Retail analytics: today you didn’t buy condoms, and the store already knows when you will need a discount on baby food

That's somehow it works cunningly.
About your unborn child - this, of course, is exaggerated, but everything can be. In practice, we help retailers fight for each ruble using the mathematical apparatus . For example, you have a loyalty card in your wallet, or you pay with a credit card. This means that in general the store knows how many and what products you need. Then you can build the optimal model of your trip to the store and understand in which situation you will buy more. What should be where, what kind of milk do you prefer (all of a sudden you are ready to take expensive and natural without hesitation?) And so on. It’s easy to model you on the basis of data.

The same analytics can be applied to all aspects of retail.

From the ridiculous - once the system calculated that it would be profitable to destroy about half a ton of paper. At first they thought it was a bug - but they started digging and found out that the supplier gives a discount for a certain purchase threshold. And the network may not have time to sell the right amount of paper. Given the cost of the warehouse, delivery and the level of discounts starting from the threshold, it is easier to take and destroy a bunch of goods in order to receive it at a lower price. The discount at least doubles compensates for losses from its loss.

At the input, we have data from various sources (for example, cashier's checks, logs of access to loyalty cards, visitor counters in stores, data on warehouse loading, and so on). The answer for the business owner is the answers. For example, here are the questions:
  • What is the optimal amount of stock balance for each product?
  • How exactly do marketing campaigns affect sales?
  • Why on Saturday the 9th from 18:00 to 19:15 not a single bottle of wine was sold?
  • What sales results should a new product show to leave it online? How does this relate to the place in the window?

Plus, you can consider the KPI of each employee. For example, a seller. And by the way, at the same time, you can display him these data - for example, "you still have 5% left to the best employee of the month." Or output data from another shift to compete. In general, you can do anything with information.

Another BI for retail means the ability to analyze staff actions. For example, if the cashier gives an average receipt in 2 minutes, then you can find “the brakes” that do it in 10. And to understand why this is so — is he freebies somewhere or is there some technical problem?


We performed test analytics for a store with two entrances : it turned out that just blocking one storefront would be enough to cut off some new people “from the street,” but it would affect the increase in the check due to the correct route. The result - a little less people, and more profit.
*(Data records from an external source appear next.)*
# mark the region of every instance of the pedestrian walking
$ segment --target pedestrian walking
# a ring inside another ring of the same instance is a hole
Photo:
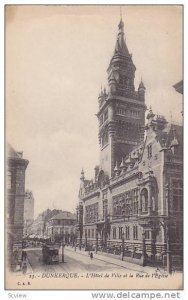
[[[27,261],[23,260],[22,262],[22,273],[25,275],[27,272]]]
[[[93,252],[90,253],[90,258],[93,259]]]

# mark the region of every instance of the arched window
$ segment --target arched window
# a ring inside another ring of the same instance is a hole
[[[145,188],[141,192],[141,210],[142,212],[148,211],[148,191]]]

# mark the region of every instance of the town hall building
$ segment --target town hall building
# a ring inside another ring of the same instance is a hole
[[[181,265],[183,133],[150,107],[120,20],[108,74],[98,97],[100,162],[94,178],[81,172],[77,232],[80,247],[142,265]]]

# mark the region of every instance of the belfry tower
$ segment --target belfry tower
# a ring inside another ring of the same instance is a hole
[[[109,177],[130,151],[144,138],[145,87],[141,80],[135,91],[136,67],[127,48],[122,19],[108,73],[108,91],[98,97],[100,166]]]

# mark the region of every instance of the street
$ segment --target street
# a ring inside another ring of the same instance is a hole
[[[78,248],[75,251],[75,248],[65,247],[65,262],[54,264],[44,264],[41,248],[26,248],[26,252],[27,276],[24,278],[21,272],[17,274],[20,276],[19,285],[24,287],[29,284],[30,288],[39,289],[143,289],[161,288],[161,285],[168,286],[171,282],[171,278],[162,270],[139,266],[122,261],[121,257],[114,258],[101,253],[93,253],[91,259],[88,252]],[[174,279],[180,282],[181,276],[176,274]],[[146,278],[149,278],[149,285]]]
[[[91,259],[86,253],[72,251],[65,248],[65,262],[44,264],[42,261],[42,249],[31,248],[27,250],[27,257],[33,272],[104,272],[123,271],[125,267],[101,259]],[[126,268],[127,269],[127,268]],[[129,271],[129,269],[127,269]]]

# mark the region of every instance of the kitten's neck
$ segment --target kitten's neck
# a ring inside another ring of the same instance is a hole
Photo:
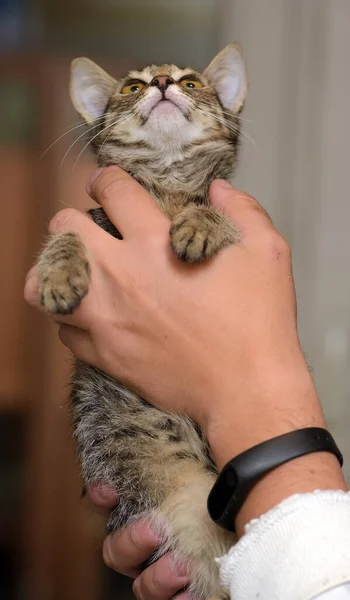
[[[236,147],[222,138],[191,145],[176,156],[142,146],[133,152],[113,150],[112,156],[101,152],[100,166],[118,164],[150,192],[169,218],[190,202],[208,204],[210,184],[228,179],[236,158]]]

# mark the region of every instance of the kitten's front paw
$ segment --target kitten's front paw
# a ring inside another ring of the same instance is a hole
[[[87,294],[89,274],[81,264],[53,268],[40,283],[40,302],[54,314],[69,315]]]
[[[170,242],[176,256],[185,262],[198,262],[215,253],[210,232],[195,219],[175,221],[170,229]]]
[[[39,260],[40,303],[53,314],[68,315],[88,292],[90,267],[73,234],[50,240]]]
[[[171,247],[176,256],[185,262],[211,258],[237,239],[237,232],[227,219],[210,207],[185,208],[170,227]]]

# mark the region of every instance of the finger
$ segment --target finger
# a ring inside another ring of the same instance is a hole
[[[26,277],[24,284],[24,299],[30,306],[45,312],[44,307],[40,304],[39,269],[37,265],[30,269]]]
[[[196,600],[189,592],[182,592],[176,595],[176,600]]]
[[[188,569],[176,564],[171,553],[162,556],[135,579],[137,600],[170,600],[190,583]]]
[[[110,243],[111,240],[113,242],[115,241],[114,238],[111,238],[111,236],[96,225],[88,215],[73,208],[67,208],[57,213],[53,219],[51,219],[48,229],[52,234],[67,232],[78,233],[85,247],[89,248],[94,254],[101,250],[101,247],[104,247],[106,243]],[[115,250],[116,247],[114,245],[113,251],[115,252]],[[39,267],[36,264],[30,269],[26,276],[24,299],[34,308],[46,312],[40,303],[39,288]],[[62,315],[57,315],[57,320],[61,322],[65,319]],[[67,317],[67,320],[68,322],[71,322],[69,316]]]
[[[66,317],[66,319],[73,318],[74,316]],[[87,325],[86,328],[88,328]],[[67,346],[76,358],[79,358],[79,360],[82,360],[89,365],[97,364],[96,352],[91,342],[90,335],[88,331],[85,330],[85,327],[84,329],[80,329],[79,327],[74,327],[67,323],[61,323],[58,329],[58,337],[62,344]]]
[[[151,195],[119,167],[99,169],[88,184],[96,200],[123,238],[169,229],[169,221]]]
[[[209,189],[210,201],[245,233],[274,229],[266,210],[253,198],[234,188],[228,181],[216,179]]]
[[[61,325],[63,322],[71,324],[71,322],[74,321],[74,323],[76,325],[75,327],[73,327],[73,326],[71,326],[70,328],[67,327],[67,330],[65,330],[65,329],[61,330],[61,327],[59,328],[59,337],[61,337],[61,334],[62,334],[65,341],[63,342],[63,339],[61,339],[61,341],[65,344],[65,346],[67,346],[68,348],[71,348],[73,346],[75,347],[77,345],[78,341],[79,341],[79,345],[82,345],[83,341],[86,343],[87,339],[89,339],[89,338],[86,336],[84,336],[84,337],[81,336],[80,330],[77,329],[77,327],[80,326],[82,329],[88,329],[88,321],[86,319],[77,318],[76,311],[74,312],[74,315],[61,315],[61,314],[55,315],[53,313],[48,313],[47,310],[44,308],[44,306],[40,302],[39,287],[40,287],[39,268],[38,268],[38,265],[35,265],[28,272],[28,275],[25,280],[25,284],[24,284],[24,299],[25,299],[25,301],[28,304],[30,304],[30,306],[33,306],[33,308],[36,308],[37,310],[40,310],[41,312],[45,313],[46,315],[49,315],[53,320],[57,321],[57,323],[59,323],[59,325]],[[81,311],[79,312],[79,315],[81,315]],[[62,325],[62,327],[63,327],[63,325]],[[84,343],[84,348],[85,348],[85,343]],[[84,352],[84,355],[85,354],[86,354],[86,352]]]
[[[108,518],[111,509],[118,504],[118,494],[109,485],[89,485],[85,491],[85,497],[95,512]]]
[[[99,508],[114,508],[118,503],[118,494],[109,485],[89,485],[86,495],[90,502]]]
[[[142,571],[142,565],[159,544],[160,539],[149,524],[146,521],[138,521],[105,539],[103,560],[118,573],[137,577]]]
[[[43,305],[40,302],[40,293],[39,293],[39,287],[40,287],[40,283],[39,283],[39,269],[38,266],[35,265],[34,267],[31,268],[31,270],[29,271],[27,277],[26,277],[26,281],[24,284],[24,299],[25,301],[30,304],[30,306],[33,306],[33,308],[36,308],[37,310],[40,310],[41,312],[45,313],[46,315],[49,314],[49,316],[51,318],[53,318],[55,321],[57,321],[60,325],[61,324],[67,324],[67,328],[60,327],[59,329],[59,337],[61,338],[61,341],[63,342],[63,344],[65,346],[67,346],[68,348],[70,348],[70,350],[72,350],[73,354],[76,354],[76,356],[78,356],[78,354],[73,351],[77,350],[79,352],[79,354],[82,354],[83,356],[87,357],[87,356],[91,356],[91,352],[89,349],[89,354],[87,354],[87,347],[86,347],[86,342],[90,341],[90,338],[88,337],[88,335],[86,336],[82,336],[80,329],[89,329],[89,320],[87,319],[86,316],[86,311],[82,311],[80,309],[80,307],[74,311],[74,313],[72,315],[61,315],[61,314],[53,314],[53,313],[48,313],[47,310],[43,307]],[[84,301],[86,302],[86,299],[84,298]],[[71,323],[74,323],[74,327],[68,327],[68,325],[71,325]],[[79,356],[79,358],[81,358],[81,360],[83,359],[83,356]],[[87,362],[87,361],[85,361]]]
[[[52,234],[77,233],[79,238],[93,252],[98,251],[103,244],[115,241],[106,231],[96,225],[87,213],[75,208],[60,210],[50,221],[48,230]]]

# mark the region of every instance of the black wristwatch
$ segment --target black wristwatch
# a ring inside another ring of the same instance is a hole
[[[326,429],[308,427],[258,444],[228,462],[208,497],[208,512],[220,527],[235,531],[234,521],[254,485],[280,465],[312,452],[342,454]]]

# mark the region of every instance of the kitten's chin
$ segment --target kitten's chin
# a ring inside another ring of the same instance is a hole
[[[146,123],[144,132],[154,138],[156,136],[159,142],[161,138],[173,139],[174,135],[182,140],[184,128],[188,125],[188,120],[183,111],[170,100],[162,100],[151,110]]]
[[[183,117],[184,114],[182,110],[176,106],[170,100],[161,100],[158,104],[151,110],[149,114],[149,119],[151,117]]]

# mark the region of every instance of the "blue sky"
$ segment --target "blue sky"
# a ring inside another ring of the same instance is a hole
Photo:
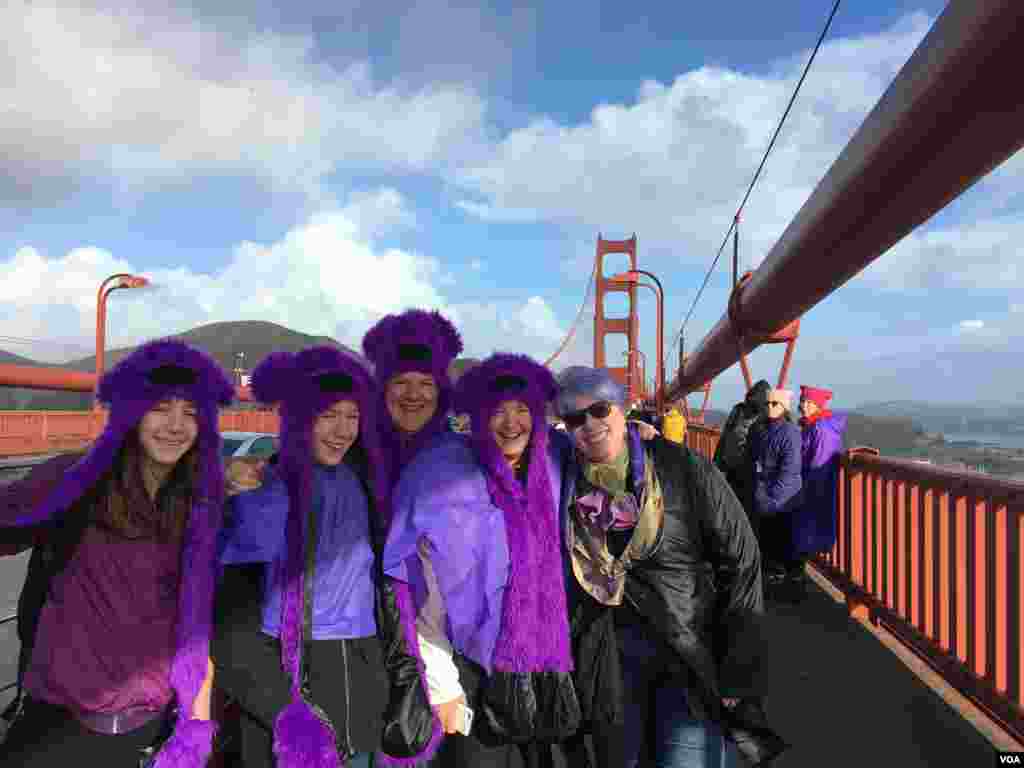
[[[158,288],[115,294],[111,344],[231,319],[353,343],[419,305],[471,355],[543,358],[599,231],[637,233],[676,329],[830,6],[18,0],[0,10],[0,336],[87,354],[96,286],[123,270]],[[942,7],[840,9],[747,206],[744,265]],[[1018,155],[807,315],[794,383],[840,406],[1022,399],[1022,205]],[[688,346],[722,315],[725,263]],[[651,300],[641,330],[653,361]],[[755,375],[780,359],[755,353]],[[712,402],[740,395],[733,369]]]

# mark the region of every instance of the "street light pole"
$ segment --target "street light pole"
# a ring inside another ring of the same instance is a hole
[[[149,285],[149,280],[138,275],[130,275],[120,272],[111,275],[102,283],[96,293],[96,383],[99,384],[103,376],[103,353],[106,348],[107,333],[107,296],[118,288],[144,288]],[[99,400],[93,401],[93,407],[99,408]]]

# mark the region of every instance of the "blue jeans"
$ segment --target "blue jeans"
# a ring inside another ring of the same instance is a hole
[[[717,723],[696,720],[672,651],[641,626],[619,627],[626,721],[625,768],[736,768],[736,746]]]
[[[345,763],[346,768],[373,768],[374,759],[372,752],[359,752],[358,754],[352,755],[348,762]]]

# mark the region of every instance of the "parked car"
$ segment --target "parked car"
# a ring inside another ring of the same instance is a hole
[[[221,432],[225,459],[240,456],[272,456],[277,453],[277,435],[269,432]]]

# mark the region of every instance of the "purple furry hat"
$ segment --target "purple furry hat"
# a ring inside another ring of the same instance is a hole
[[[392,462],[393,478],[397,478],[401,468],[430,438],[446,428],[452,391],[448,368],[460,352],[462,338],[451,321],[440,312],[421,309],[387,315],[363,337],[363,353],[373,363],[380,382],[380,433],[383,448]],[[392,377],[410,371],[434,377],[438,390],[437,411],[411,441],[403,442],[388,416],[385,390]]]
[[[213,748],[216,724],[190,717],[206,677],[215,587],[215,542],[224,505],[217,410],[234,397],[234,387],[216,362],[176,339],[140,346],[100,379],[97,398],[110,408],[107,426],[92,449],[71,467],[46,500],[18,521],[29,525],[60,517],[113,466],[125,437],[161,400],[191,400],[199,426],[199,477],[181,551],[178,641],[171,662],[171,686],[178,720],[157,755],[158,768],[201,768]]]
[[[572,669],[569,622],[558,530],[558,509],[548,471],[545,406],[558,392],[551,372],[524,355],[495,354],[459,379],[455,406],[469,413],[473,448],[494,503],[504,512],[509,586],[493,664],[505,672]],[[490,429],[505,400],[530,409],[533,430],[526,487],[516,479]]]
[[[280,404],[279,466],[289,499],[281,660],[292,681],[292,702],[274,723],[274,753],[279,768],[332,768],[341,764],[333,727],[302,690],[303,580],[313,501],[312,429],[317,415],[340,400],[351,400],[359,407],[359,443],[371,473],[372,501],[377,510],[389,509],[387,470],[375,418],[377,383],[358,355],[320,346],[297,354],[268,355],[252,373],[252,391],[264,403]]]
The route through the store turns out to be longer, people manage to see not only milk and bread, but in general everything in the assortment - and gain full baskets.

For the vodka company, we are now building the optimal routes for supervisors and merchandiseers . We optimize the movement of people in stores so that they can check as much as possible in a short time. Of the interesting things - if a merchandiser, for example, takes the subway, it is often more profitable for him to build a route according to the principle “went out, made at point A, crossed the road, made at point B”. But supervisors drive cars and they cannot be given the same route - for example, it can go around the railway for about 20 minutes. We can build optimal routes for everyone.

You can also build solutions for distributors and take out information about the sales of a particular group of goods from stores, appropriate manufacturer and so on. From the standard - kidney and sales analysis. For example, how does the placement of goods on the shelf affect its sales and where to put it optimally. A simple example. At the checkout you need to keep not only a set of “chewing gum - contraception - napkins - cigarettes”, but as it turned out, and especially in the mornings, these are remedies for a hangover. No one will go to the neighboring pharmacy or search on the shelves behind them, while the neat little box labeled “reduces the hangover” attracts attention just like the “bastard” in the evening 5 years ago. Well, about the arrangement of children's goods on the lower shelves and roaches closer to beer, you yourself know.

We are also engaged in the preparation of sales reports for franchisees and branches . There the situation is usually like this - the farther from the center, the less control. If you do normal analytics, the indicators immediately show where the problem may be. And for the central office it is important to know about it before serious losses begin, such as the fact that a ton of yogurt will disappear by the expiration date. There must be time for a reaction.

We also took the goods at 12 rubles and 50 kopecks. They decided to figure out what would happen if they raised the price to 13 rubles — it turned out that they would take it and would take it.

What is the basis?

In any case, at the bottom of all this useful information are primitives - checks, a description of the store, the approximate coordinates of the provision of a particular brand on the shelf of this store. Having this information, you can build absolutely any report, starting with how many per month there were sold per square meter, cashier, etc., and ending with the details, as the law on the prohibition of the sale of alcoholic beverages at night influenced. By the way, on such an analysis, we can not only recommend opening a separate cash register for alcohol at 22:30, before the night ban on the sale of alcohol, but also indicate the desired opening rule - closing the cash desks throughout the distribution network, taking into account holidays and events specific to the store’s location .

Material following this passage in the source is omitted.